TfL faces tough decision on government funding offer


Transport for London (TfL) has revealed some details of the government’s funding offer to keep London’s public transport running, and the current deal would last just 20 months, well short of the 3-year minimum TfL was seeking .

If TfL accepts the offer, it will be funded until April 2024, which marks the end of the 2023 financial year, so it is a very short-term deal.

TfL commissioner Andy Byford has argued for a three-year deal to secure medium-term maintenance budgets. Like any large, capital-intensive organization, maintenance is often planned years in advance because they know when things are going to wear out and require work to keep them in good shape. The difficulty is that you can’t plan maintenance work in 3 years’ time if you don’t reasonably expect the money to be available.

This uncertainty raises many concerns. Not only is long-term planning hampered, but if they have to upgrade to short-term maintenance packages, these are much more expensive.

So in a situation where there is less money, but the costs are also higher, then even less maintenance can be done. This is leading to a controlled decline in London’s public transport as services are gradually reduced to ensure services that can operate do so safely and reliably. TfL’s current projection is that it may have to cut its planned capital expenditure by around 20% if it does not sign the proposed financing agreement. This amounts to around £800million in undone repairs, at a time when there is already a backlog of repairs caused by the pandemic, so the real impact on the transport network is worse than the cuts suggest. announced.

The other concern raised is that the government appears to be trying to micromanage how TfL will spend the money, with the 20-month funding offer described as coming “extensive and complex terms”. In the years before the establishment of Transport for London and the office of the Mayor of London, London transport was subject to short-term funding regulations from the government, a lot of micromanagement and little medium-term planning opportunities.

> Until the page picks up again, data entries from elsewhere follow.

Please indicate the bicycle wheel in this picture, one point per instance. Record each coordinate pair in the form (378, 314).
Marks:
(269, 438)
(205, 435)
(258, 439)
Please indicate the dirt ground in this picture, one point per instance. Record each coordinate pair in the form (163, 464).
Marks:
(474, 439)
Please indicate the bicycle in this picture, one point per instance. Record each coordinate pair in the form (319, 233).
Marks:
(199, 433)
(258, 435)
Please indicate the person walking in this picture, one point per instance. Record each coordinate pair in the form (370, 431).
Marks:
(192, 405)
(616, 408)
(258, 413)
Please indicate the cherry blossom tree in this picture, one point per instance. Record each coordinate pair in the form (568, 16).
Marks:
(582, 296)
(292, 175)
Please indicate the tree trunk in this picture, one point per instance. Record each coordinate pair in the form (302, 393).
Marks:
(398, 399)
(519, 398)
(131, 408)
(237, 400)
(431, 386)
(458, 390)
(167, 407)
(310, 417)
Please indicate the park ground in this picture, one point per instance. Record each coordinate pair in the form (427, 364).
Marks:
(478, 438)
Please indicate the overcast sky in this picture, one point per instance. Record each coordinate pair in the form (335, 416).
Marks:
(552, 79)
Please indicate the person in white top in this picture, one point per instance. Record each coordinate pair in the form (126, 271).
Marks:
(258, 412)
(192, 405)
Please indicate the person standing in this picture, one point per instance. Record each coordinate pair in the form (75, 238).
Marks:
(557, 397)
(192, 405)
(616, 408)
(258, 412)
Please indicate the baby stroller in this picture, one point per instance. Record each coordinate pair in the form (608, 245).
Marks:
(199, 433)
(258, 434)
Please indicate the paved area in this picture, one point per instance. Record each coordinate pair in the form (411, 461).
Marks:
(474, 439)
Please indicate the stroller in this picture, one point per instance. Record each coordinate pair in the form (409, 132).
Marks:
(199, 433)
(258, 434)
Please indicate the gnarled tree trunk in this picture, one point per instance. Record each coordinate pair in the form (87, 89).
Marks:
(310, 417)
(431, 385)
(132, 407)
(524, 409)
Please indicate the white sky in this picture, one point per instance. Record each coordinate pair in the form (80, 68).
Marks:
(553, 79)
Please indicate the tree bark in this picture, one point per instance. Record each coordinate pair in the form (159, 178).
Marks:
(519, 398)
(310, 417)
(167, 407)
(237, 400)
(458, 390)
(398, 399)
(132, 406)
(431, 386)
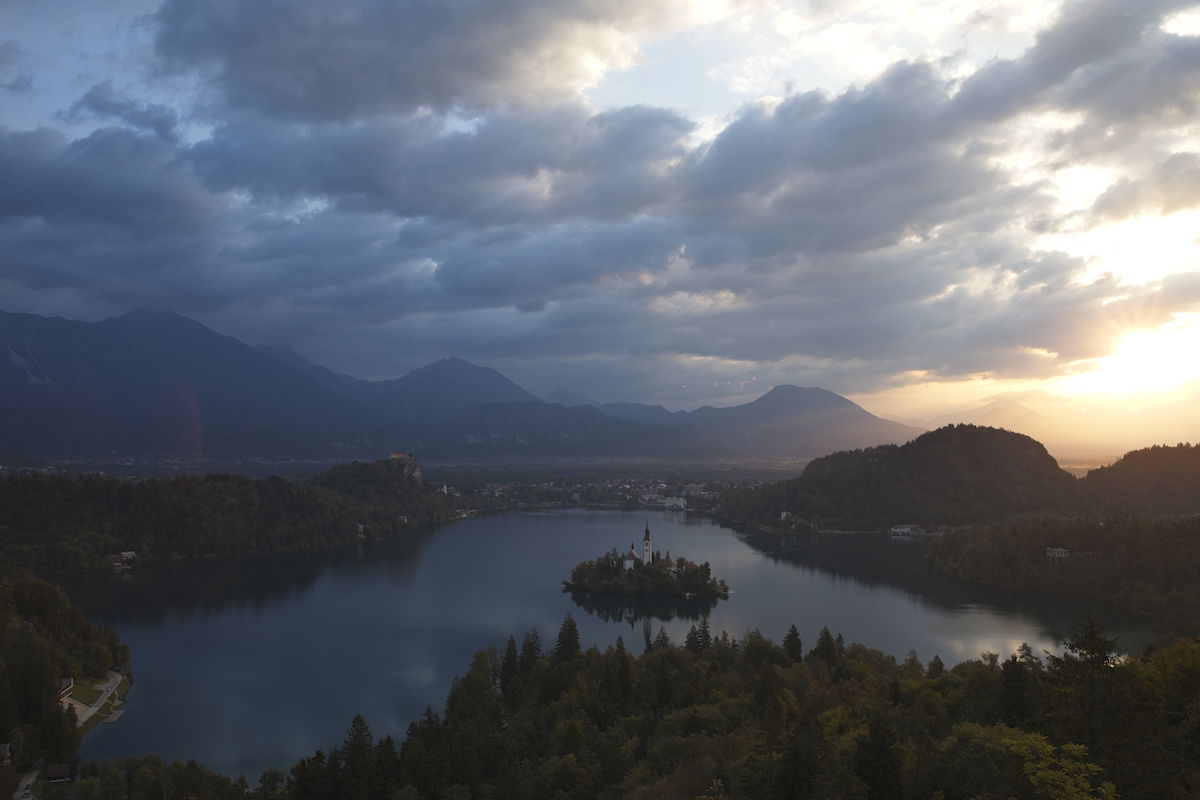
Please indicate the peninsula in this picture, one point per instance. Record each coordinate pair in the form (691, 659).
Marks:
(649, 573)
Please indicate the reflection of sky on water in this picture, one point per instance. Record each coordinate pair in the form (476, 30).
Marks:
(255, 663)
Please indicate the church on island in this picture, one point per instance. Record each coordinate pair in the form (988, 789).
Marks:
(647, 573)
(648, 554)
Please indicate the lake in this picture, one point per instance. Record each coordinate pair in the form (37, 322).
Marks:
(253, 663)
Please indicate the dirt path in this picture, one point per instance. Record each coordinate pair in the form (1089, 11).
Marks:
(85, 713)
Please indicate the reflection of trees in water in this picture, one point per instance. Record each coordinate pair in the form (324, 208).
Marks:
(635, 608)
(202, 588)
(875, 560)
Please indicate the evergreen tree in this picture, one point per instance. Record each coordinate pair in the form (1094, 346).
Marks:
(826, 651)
(661, 641)
(531, 651)
(936, 667)
(509, 666)
(792, 644)
(877, 759)
(568, 644)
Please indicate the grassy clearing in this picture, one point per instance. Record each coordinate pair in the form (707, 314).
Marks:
(115, 698)
(85, 693)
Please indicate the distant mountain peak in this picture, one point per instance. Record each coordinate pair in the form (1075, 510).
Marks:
(568, 398)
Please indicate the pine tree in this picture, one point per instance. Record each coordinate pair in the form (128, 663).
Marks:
(661, 641)
(936, 667)
(531, 651)
(509, 666)
(568, 644)
(792, 644)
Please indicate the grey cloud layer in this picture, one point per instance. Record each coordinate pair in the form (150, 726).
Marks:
(827, 240)
(316, 60)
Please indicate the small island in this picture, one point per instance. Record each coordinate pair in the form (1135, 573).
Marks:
(649, 575)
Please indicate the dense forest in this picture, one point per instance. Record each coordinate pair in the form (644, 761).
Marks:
(965, 474)
(661, 577)
(723, 717)
(43, 638)
(1144, 564)
(57, 524)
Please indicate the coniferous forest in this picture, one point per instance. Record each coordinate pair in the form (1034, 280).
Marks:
(745, 717)
(43, 639)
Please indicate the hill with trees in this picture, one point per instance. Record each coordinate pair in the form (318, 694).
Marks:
(954, 475)
(43, 638)
(1153, 480)
(729, 719)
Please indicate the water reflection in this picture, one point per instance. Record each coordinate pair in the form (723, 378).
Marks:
(624, 608)
(253, 663)
(205, 588)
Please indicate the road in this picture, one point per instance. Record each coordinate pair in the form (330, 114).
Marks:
(84, 713)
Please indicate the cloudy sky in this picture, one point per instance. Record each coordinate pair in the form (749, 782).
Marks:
(923, 204)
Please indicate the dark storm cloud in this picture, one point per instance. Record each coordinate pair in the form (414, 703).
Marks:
(838, 240)
(113, 181)
(102, 101)
(318, 60)
(550, 164)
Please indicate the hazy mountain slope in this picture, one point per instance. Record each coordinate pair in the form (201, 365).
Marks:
(154, 383)
(564, 396)
(793, 422)
(643, 414)
(443, 388)
(533, 428)
(157, 384)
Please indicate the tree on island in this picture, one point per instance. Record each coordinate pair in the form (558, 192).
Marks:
(659, 576)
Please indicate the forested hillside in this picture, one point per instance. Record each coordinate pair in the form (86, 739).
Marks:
(965, 474)
(1152, 480)
(1143, 564)
(43, 638)
(726, 717)
(953, 475)
(58, 524)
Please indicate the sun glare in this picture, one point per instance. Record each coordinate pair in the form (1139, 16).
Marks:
(1145, 362)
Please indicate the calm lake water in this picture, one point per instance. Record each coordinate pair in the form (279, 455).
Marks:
(255, 663)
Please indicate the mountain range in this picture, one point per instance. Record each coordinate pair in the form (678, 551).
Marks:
(156, 384)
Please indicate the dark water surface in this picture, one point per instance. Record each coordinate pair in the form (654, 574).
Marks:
(255, 663)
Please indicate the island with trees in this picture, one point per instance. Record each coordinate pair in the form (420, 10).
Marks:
(651, 573)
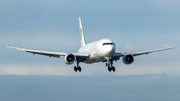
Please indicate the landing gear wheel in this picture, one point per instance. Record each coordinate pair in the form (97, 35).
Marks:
(113, 68)
(75, 69)
(109, 69)
(79, 68)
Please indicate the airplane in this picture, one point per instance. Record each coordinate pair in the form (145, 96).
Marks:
(103, 50)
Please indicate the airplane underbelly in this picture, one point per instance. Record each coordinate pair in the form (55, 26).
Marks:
(94, 58)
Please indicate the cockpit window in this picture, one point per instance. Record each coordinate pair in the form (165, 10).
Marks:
(108, 44)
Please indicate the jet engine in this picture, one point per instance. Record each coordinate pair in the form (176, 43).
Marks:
(128, 59)
(69, 59)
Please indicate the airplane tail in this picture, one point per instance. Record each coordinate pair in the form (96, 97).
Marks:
(83, 43)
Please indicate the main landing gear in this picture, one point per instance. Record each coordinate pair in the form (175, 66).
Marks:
(78, 68)
(110, 66)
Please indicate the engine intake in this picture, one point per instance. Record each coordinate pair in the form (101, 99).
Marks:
(128, 59)
(69, 59)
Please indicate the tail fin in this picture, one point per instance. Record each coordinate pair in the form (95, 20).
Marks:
(83, 43)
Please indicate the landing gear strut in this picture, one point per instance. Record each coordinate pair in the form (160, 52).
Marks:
(78, 68)
(110, 66)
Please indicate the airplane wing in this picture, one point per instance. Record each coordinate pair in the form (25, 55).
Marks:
(50, 53)
(142, 52)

The government appears to be of the view that TfL needs to become more tightly controlled again than it has been for the past 20 years. It may be, and if it is, KPMG’s report on the operation of TfL, commissioned by the Department for Transport (DfT), should be released so we can all see what the issues are.

The fact that the report was not published and that the DfT did not make much of TfL’s mismanagement suggests that KPMG’s report found a relatively well-run organisation. Otherwise, the report would be published and Secretary of State Grant Shapps, who commissioned it, would quote it all the time.

It is strange that the government, having presumably found an organization that can control its spending, still seeks to control how it spends its money.

If nothing else, it adds another layer of approvals and bureaucracy to the process.

Considering that in recent years a number of rail franchises have been extended for 6 years, the DfT is clearly not averse to long term agreements.

But not for London.

On a positive note, TfL reiterated that it was on its way back to financial sustainability by April 2023, so there should be no need for government funding for day-to-day running costs. These running costs are usually subsidized to some degree by central governments in other countries, but not in the UK. Therefore, breaking even next year is a pretty impressive result, regardless of other issues plaguing TfL.

The difficulty is that balancing running costs leaves little room for maintenance and investment, and TfL has warned that without a commitment to support this, public transport in London will go into “managed decline”, where they will gradually reduce the services as equipment. wears out and cannot be repaired.

Since the pandemic shattered TfL’s revenue, they have received around £5billion in funding to keep public transport running, which has been fully used to cover collapsing fare revenue. However, this did not fully cover the losses, and TfL also lost around £1 billion from its own cash reserves.

By comparison, DfT spending on keeping public transport running during the pandemic had topped £21billion at the end of last financial year. TfL was not alone in needing help to keep trains and buses running when most people had to stay at home.

The government’s most recent funding deal expired on August 3, so TfL has been operating on its own reserves, although it still needs income support for the next 9 months.

This has put TfL in a position where it can either agree to the complicated, short-term deal that is on the table or trigger the nuclear option i.e. issue a Section 114 advisory. , which would force TfL to shut down any loss-making service. and run a profitability service. This would probably mainly come down to bus networks, which were traditionally subsidized by train fares and operated at a loss.

For the time being, they have avoided having to issue the advice because TfL and the DfT have been in negotiations in the hope that a deal will be reached. If negotiations fail, TfL’s interim chief financial officer Patrick Doig would be legally bound to issue the notice and make massive cuts to services almost overnight.

The TfL board will meet on Tuesday morning to make their decision.